What prompted this post you may ask? Well recently Wired posted their Wired Top 40... which are supposed to be the "masters of innovation, technology, and strategic vision." Does the following profile of Google make you believe they should be #1 on this list:

Search - Google was roughly the 41st search engine to funded and enter the market. Companies such as Yahoo!, Altavista, and Lycos helped to pioneer this market.

Contextual Advertising - ~95% of Google's revenue is generated from advertisements the company serves next to either search results or news stories. This market was started by a company called Overature which was bought by Google competitor Yahoo!

Orkut - Social networking sites had been in existence for over 5 years before Google entered the market. The recent explosion in popularity of Friendster has prompted numerous "me too" services, including Google's Orkut.

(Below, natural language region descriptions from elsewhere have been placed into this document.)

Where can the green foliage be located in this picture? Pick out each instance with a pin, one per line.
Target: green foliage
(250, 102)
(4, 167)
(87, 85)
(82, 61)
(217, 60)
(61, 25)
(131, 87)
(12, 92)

Froogle - Froogle is Google's entry into consumer ecommerce. The site takes a search query and returns products that are available for purchase on the internet. Companies such as Shopping.com have provided cross site ecommerce searching capabilities for years before Google.

Google Toolbar - A "toolbar" is a small application that integrates into a web browser that allows users to more easily accomplish some of the basic tasks they perform on the internet, such as search. Google released its toolbar well after the market had been established by players such as Yahoo!

Gmail - Google's most recent product launch has been Gmail, a free web based email offering. The market for free internet mail was well established by companies such as Hotmail back in the 1990s.

I hate to say it, but Google's real only market innovation came from their search algorithm that has since been essentially replicated by other firms. Based on rumors and reports it appears that their best innovation is a technical one, and that is their ability to build a massive distributed computing network based on cheap hardware.